Schemaless Models With Hash Fields or JSONB

For quite a bit I’ve been playing with the idea of “schemaless” models, intrigued by the idea of dumping entire hashes into database fields instead of having to add every little setting as a real database column.

Where the latter involves the tiresome process of migrations, hash fields in databases can simply be extended ad-hoc. Being fan of a mix of both relational tables and associations, but storing infrequently accessed data in hash fields, I leave the debate up to others.

What Is A Hash Field?

As the name implies, you can save entire data structures in one database column. ActiveRecord makes this really simple as I will demonstrate it here, even though in my applications I use the excellent Sequel gem.

class User < ActiveRecord::Base
  serialize :content
end

The schema of this table could look as follows.

create_table "users" do |t|
 t.string "email"
 t.text "content"
 end

Note that the content column is of type TEXT, nothing special.
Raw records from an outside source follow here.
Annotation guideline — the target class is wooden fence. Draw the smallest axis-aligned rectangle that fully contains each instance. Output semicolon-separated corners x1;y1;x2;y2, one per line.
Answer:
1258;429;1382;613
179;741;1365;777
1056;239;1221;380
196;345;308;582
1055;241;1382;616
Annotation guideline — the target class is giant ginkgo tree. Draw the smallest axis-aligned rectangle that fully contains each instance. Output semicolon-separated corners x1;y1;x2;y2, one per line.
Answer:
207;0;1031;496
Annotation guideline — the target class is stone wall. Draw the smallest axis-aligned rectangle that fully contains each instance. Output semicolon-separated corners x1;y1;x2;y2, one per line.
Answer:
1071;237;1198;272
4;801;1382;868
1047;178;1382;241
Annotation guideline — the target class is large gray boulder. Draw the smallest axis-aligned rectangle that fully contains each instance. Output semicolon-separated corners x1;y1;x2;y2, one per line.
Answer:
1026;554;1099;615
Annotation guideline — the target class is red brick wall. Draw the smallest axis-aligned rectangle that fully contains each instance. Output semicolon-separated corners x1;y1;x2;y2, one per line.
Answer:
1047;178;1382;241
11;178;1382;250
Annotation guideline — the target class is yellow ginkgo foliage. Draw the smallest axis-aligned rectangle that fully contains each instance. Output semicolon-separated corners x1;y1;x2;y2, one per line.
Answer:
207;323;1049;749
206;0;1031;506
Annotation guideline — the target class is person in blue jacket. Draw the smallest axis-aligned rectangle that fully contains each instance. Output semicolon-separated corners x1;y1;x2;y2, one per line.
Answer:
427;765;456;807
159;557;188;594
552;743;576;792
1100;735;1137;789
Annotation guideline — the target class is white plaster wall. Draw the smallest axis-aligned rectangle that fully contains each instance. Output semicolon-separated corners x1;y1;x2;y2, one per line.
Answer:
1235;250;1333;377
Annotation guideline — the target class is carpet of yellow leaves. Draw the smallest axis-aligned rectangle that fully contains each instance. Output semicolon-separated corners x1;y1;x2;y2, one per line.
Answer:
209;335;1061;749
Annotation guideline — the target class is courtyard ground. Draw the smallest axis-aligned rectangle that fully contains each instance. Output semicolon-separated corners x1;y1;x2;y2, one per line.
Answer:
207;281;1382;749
The ActiveRecord serialize method will handle transforming the datastructure to and from content. Check this example.

user = User.find(1)
user.content #=> 
{
  "slack" => {
               activated: true, 
               username:  "apotonick"
  }
}

That’s the reading part. You can also write hashes (or parts of it).

user = User.new(content: { slack: { activated: false } })
# or
User.find(1).content["slack"]["activated"] = true

In other words, ActiveRecord allows you to assign a hash structure to the content field and will serialize it when saving the record, and deserialize it back to a real hash when accessing it.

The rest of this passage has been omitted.